The long tail of net neutrality
One of the most interesting fallouts of net neutrality from an economic standpoint is its ability to open a huge market of niche services and products that have very low demand. This has been recognised as the long tail and as being larger than the market of a few services or products that are in high demand. A homestay in Gadchiroli? Amateur music from a remote and hardly known artist? An exotic fruit from Meghalaya? Home-made pickle from a family outlet? A fruit-picking festival in an unknown farm? Including this long tail in the economy can potentially double India's GDP. The net neutral Internet provides a level field to those who offer such niche services or products.
Rural India, when connected, would really have many niche services and products on offer that have low demand. The net neutral web opens up possibilities for millions.
An Internet without net neutrality will make niche markets unviable and restrict the economic growth to the growth of the traditional few services and products in high demand.
Phone penetration
Telephones spread in India not because banks wanted to reach out to their customers. They spread because customers wanted to reach banks, retailers, friends, relatives and participate in a remote conversation.
If somewhere in the early years of telephony, phone neutrality had been compromised to allow telephone companies to earn more revenues from banks, retailers and other commercial interests in telemarketing, telephones would not have penetrated to even half as many people as they have. If phone neutrality had been done away to make cheap telemarketing devices be available to the masses they would have lost their value and significance long ago. Through wisdom or chance successive governments have preserved the value of phone neutrality.
Internet penetration
As the government toys with an ambition to reach Internet to the masses, there could be one best way to kill the plan. End net neutrality. Without net neutrality the value of Internet collapses rapidly to negative. The Internet is valuable not because your bank can reach you but because you can choose which bank to access.
The Internet serves the need of providing a level-playing-field in a world that is full of unequal opportunity. Without net neutrality there is no level playing field. While a Netflix can pay an ISP to stream its videos, the amateur film-maker from Kankona cannot. While the Amazons and Flickrs can pay the ISP from their e-commerce, the garage start-up from Dindori or Cherrapunji cannot.
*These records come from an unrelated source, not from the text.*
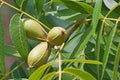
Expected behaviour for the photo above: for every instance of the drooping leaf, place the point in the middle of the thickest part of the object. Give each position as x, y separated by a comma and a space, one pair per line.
20, 4
110, 3
78, 6
49, 76
79, 73
107, 49
83, 61
18, 36
116, 63
2, 55
37, 74
90, 31
39, 6
18, 79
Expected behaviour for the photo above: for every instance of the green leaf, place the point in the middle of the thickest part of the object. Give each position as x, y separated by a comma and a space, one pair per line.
49, 76
79, 73
37, 74
110, 3
38, 6
78, 6
21, 4
18, 36
83, 61
2, 55
11, 51
90, 31
107, 48
18, 79
116, 63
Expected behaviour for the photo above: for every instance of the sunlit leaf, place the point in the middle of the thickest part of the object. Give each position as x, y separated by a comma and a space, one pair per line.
37, 74
79, 73
49, 76
18, 36
83, 61
2, 55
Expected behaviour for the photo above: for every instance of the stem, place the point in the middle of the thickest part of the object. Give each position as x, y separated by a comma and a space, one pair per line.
19, 10
59, 61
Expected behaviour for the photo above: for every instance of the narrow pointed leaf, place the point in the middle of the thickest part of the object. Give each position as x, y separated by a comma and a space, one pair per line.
18, 37
78, 6
79, 74
83, 61
49, 76
107, 49
116, 63
2, 55
37, 75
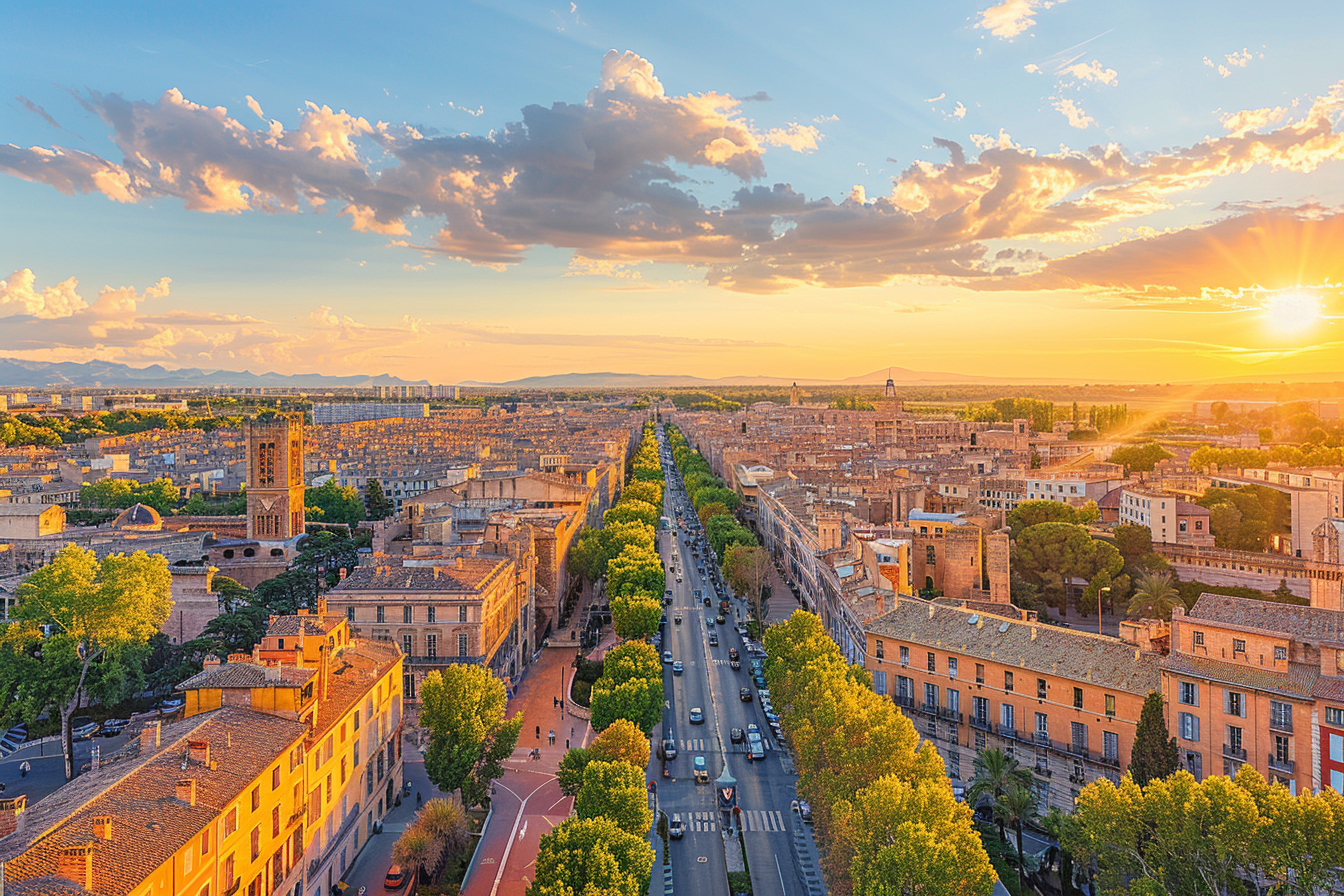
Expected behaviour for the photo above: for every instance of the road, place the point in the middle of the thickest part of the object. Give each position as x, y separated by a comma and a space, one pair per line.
765, 787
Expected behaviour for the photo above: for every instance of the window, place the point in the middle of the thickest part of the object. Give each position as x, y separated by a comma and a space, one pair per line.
1188, 726
1110, 744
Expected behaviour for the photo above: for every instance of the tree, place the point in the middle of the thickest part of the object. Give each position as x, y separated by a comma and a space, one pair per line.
995, 774
469, 736
98, 617
614, 790
1155, 597
592, 857
636, 615
1015, 808
913, 838
1155, 754
379, 508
Without its ability to provide, protect and nourish the level-playing field, the Internet would surely lose its value. As long as the people are customers of the Internet it would be a mistake to forget this need that the Internet serves.
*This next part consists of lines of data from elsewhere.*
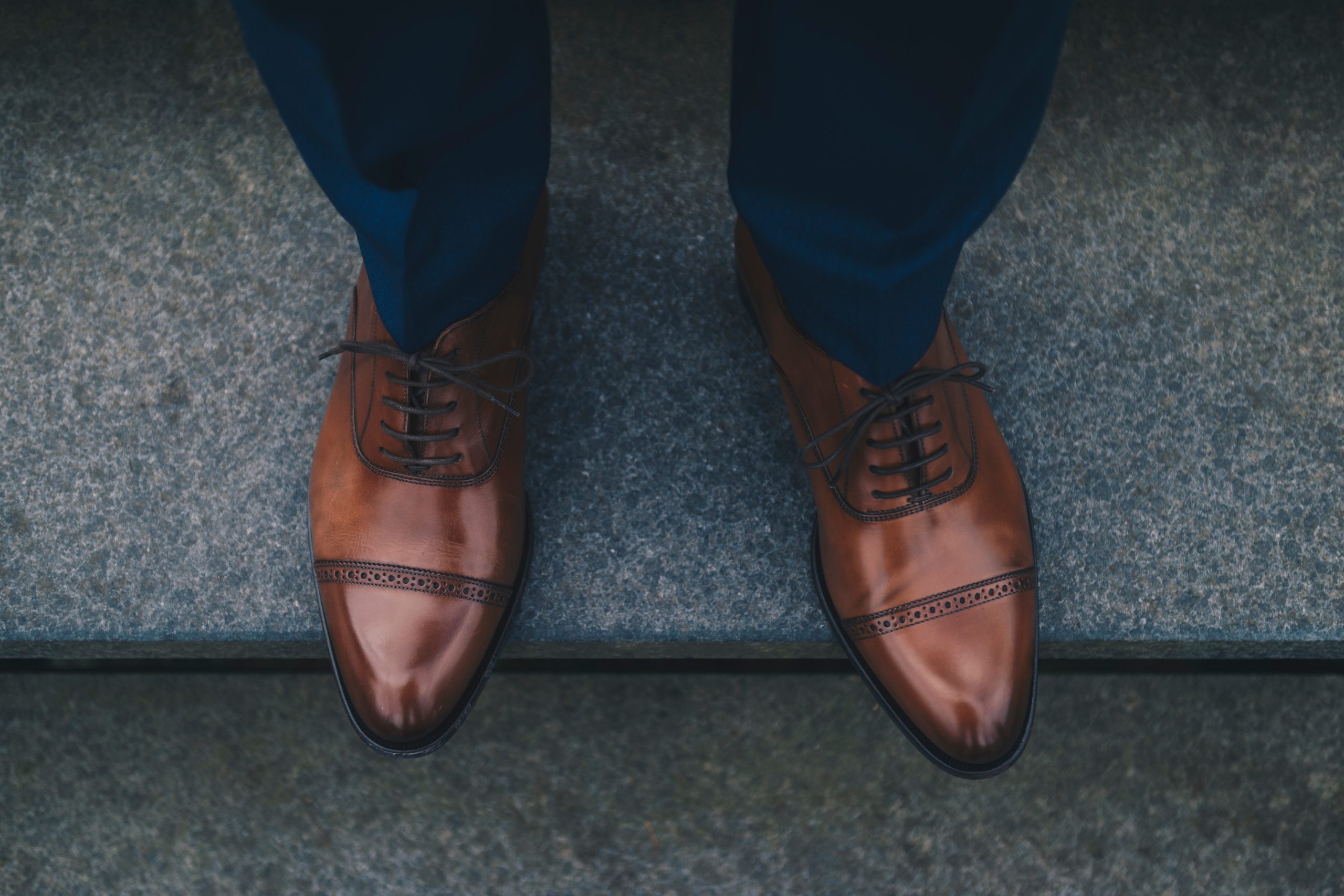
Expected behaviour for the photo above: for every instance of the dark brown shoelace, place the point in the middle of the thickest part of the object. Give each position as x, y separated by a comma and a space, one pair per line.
433, 373
893, 404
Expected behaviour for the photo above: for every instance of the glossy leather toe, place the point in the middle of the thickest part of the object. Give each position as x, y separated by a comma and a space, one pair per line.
405, 657
970, 695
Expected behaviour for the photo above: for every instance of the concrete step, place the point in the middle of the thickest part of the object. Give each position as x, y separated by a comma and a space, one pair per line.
606, 784
1159, 300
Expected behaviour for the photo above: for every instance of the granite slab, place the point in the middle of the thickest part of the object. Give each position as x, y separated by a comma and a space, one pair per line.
1159, 299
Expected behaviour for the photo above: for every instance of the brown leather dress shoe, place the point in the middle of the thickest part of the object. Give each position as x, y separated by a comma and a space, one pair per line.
922, 553
420, 527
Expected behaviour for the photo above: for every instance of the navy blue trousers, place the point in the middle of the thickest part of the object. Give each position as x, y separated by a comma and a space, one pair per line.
870, 140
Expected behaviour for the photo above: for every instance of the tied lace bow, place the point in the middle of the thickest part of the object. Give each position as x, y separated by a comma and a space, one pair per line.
889, 405
437, 373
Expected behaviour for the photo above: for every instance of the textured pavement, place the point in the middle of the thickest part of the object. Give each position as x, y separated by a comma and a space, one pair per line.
667, 784
1159, 300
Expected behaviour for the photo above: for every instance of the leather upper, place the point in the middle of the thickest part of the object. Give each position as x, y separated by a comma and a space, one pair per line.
936, 590
417, 566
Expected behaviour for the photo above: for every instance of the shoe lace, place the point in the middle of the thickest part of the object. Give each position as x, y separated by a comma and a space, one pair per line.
425, 374
894, 404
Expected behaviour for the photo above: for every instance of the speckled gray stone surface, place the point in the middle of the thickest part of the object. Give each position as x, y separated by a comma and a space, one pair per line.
1159, 296
1132, 786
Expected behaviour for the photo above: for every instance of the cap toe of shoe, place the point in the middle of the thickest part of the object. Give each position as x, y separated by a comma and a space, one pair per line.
965, 681
405, 659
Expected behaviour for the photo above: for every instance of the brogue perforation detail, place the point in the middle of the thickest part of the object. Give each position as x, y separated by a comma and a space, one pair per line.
389, 575
940, 605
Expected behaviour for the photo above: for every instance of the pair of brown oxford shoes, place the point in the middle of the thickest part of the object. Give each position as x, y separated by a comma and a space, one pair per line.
922, 550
A government strategy to reach Internet to the masses would clearly need to focus on protecting net neutrality. For the masses, Internet access will continue to mean mobile Internet. For the privileged, it will be Internet on the move. Without net neutrality, neither have any value. As was done by the Dutch, post offices offer a terrific way to provide Internet access to those who are occasional consumers seeking equal opportunity to connect to a level-playing field.
Technologies of broadband over power lines (BPL) have shown promise in the US, Europe and even South-Asian countries to reach Internet to every home. Industry experts have highlighted that BPL holds great promise as a ubiquitous broadband solution that would offer a viable alternative to cable, digital subscriber line, fibre, and wireless broadband solutions.
Powerline Internet highways to rural India ensure that it is not just Internet connectivity but reliable power is available to every family across India. If it is government power
lines rather than the fibre of ISPs that carry broadband, net neutrality can be protected.
Irrespective of the broadband technologies deployed the protection of net neutrality will be the deciding factor of the expansion and value of an information superhighway.